Shiki Sushi review (Sunnyvale)
- K K Oct 6, 2006 04:40 AM
At Humbucker's request here's a review of my lunch stop today in Sunnyvale.
Shiki sushi is in a mostly Korean based business mini strip mall shared with Han Kook supermarket, Palace BBQ buffet restaurant, a Korean video rental store and Korean pharmacy as well as bookstore. Naturally this would lead one to believe that the sushi restaurant was owned and run by Korean as well, and the fact that Arima-san of Yuzu San Mateo who once worked at Seto Sushi (before it changed hands to Shiki) mentioned the sale of the business to a Korean, which made me certain I was going into a non Japanese run Japanese restaurant.
However I was surprised to hear the waitresses talking in Japanese as I was ushered to the sushi bar. I arrived close to 1 pm and it just started raining a little bit, and there were only a few tables.
The sushi chef greeted me and I had never seen him before. I took a look at the black board specials and noticed a few Japanese characters, so I was a little puzzled from what I was briefed before. I proceeded to ask the chef, what is good, I eat anything, and he named a few things that were fairly common to me(tuna, hamachi, clam, uni). The specials board had ankimo, kanpachi, aji, mirugai, hotate, toro, katsuo, and tai.
After I ordered tai, I was told they didn't have it today, so I started with hirame and kanpachi. At this moment the kitchen chef comes out, sees me, we're both surprised, and gives me the "hey I know you" look and greets me and I return the greeting. Turns out he was a sous chef at Sushi Tomi Mountain View, then Tomi Sushi in San Jose, and is now at Shiki. The owner was surprised I knew him and began to let his guard down as we chatted about the sushi business, people in it, and sushi in general.
So I had hirame, kanpachi, hotate, mirugai, aji, uni, and tamago.

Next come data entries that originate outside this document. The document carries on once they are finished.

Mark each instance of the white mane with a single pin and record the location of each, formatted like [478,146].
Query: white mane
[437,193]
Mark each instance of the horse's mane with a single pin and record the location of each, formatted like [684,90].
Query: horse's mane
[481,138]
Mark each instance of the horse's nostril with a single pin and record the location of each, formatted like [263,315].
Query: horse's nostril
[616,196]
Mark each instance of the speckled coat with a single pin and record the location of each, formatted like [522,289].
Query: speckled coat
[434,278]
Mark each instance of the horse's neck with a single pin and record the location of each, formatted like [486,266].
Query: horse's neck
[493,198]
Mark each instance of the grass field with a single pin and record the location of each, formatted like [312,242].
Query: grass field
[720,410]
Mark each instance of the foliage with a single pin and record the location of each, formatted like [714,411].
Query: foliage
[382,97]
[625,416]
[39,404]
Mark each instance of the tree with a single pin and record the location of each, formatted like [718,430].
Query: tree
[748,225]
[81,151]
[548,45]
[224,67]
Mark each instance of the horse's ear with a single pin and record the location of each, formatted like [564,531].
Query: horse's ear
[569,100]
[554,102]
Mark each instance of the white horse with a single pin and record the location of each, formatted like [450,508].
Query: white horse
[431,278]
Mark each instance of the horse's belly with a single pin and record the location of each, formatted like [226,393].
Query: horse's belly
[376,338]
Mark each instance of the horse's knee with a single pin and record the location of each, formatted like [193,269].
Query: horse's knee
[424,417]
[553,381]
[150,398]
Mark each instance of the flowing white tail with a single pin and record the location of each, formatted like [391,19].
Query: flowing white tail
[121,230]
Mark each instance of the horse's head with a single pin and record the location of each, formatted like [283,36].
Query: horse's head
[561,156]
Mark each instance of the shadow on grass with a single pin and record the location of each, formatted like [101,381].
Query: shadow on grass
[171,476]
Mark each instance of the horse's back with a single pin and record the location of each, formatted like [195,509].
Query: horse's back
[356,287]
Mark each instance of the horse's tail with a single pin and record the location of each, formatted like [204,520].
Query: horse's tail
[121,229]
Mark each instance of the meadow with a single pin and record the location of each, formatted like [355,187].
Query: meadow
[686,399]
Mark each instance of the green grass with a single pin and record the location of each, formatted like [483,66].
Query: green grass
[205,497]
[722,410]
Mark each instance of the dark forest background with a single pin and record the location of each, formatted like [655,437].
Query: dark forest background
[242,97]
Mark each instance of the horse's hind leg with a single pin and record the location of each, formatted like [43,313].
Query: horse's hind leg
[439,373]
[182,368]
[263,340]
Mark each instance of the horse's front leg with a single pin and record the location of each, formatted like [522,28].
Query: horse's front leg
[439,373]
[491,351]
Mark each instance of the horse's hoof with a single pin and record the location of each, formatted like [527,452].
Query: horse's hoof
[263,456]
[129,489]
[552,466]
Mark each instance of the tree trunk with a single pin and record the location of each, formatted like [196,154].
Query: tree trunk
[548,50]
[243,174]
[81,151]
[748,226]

In summary I would say cuts are on the big side, which would represent good value to the average consumer, bordering on almost giant slabs typically seen in Korean run sushi restaurants. Quality wise is just a notch above average but as my tastes are more tuned to my favorite places, something seemed a bit amiss, but certainly way better than the average Korean or Chinese run sushi restaurant or sushi boat place. Unfortunately nothing really stood out today for me, and as I am rarely on that strip of El Camino, I doubt I will be returning (further south are Korean restaurants I want to try like Sui Tofu and the other places reviewed by Melanie, Porthos et al).
Prices are reasonable as my bill was similar to that of say Sushi Kuni in Cupertion ($4 for hirame and kanpachi I think, $6 to $8 for uni and mirugai).
As the chef and I conversed further, I asked about the story regarding the sale of the previous restaurant's owners to Koreans, and it turns out the chef, who is from Hokkaido, is half partner with a Korean guy. That may or may not explain the bigger sized nigiri that I got today. The chef owner used to work at Kantaro in SF and he was shocked to know how much I knew or read about other restaurants (all thanks to the internet, newsgroups, blogs and even then he was still amazed). I remember reading that the owner of Kantaro passed away, with speculation of heart attack or suicide as the media had claimed (stress brought on by a huge plunge in business following 9/11/01) and we talked about that.
The chef and I had a great chat, that extended to where else have I eaten, and whether he knew other sushi chefs (he actually is good friends with the former owner of Kabuto, but blanked out when I mentioned ex-Anzu chef Kaz Takahashi), the differences in the sushi culture in the US and Japan, the differences between non Japanese run sushi restaurants and Japanese run.
I think if you are in the area and are in need of nigiri sushi with decent variety and value (and not wanting to drive 8 mins locally to Kitsho), Shiki would serve that purpose, and I'm guessing better than Midori up the street. I think this restaurant might have potential.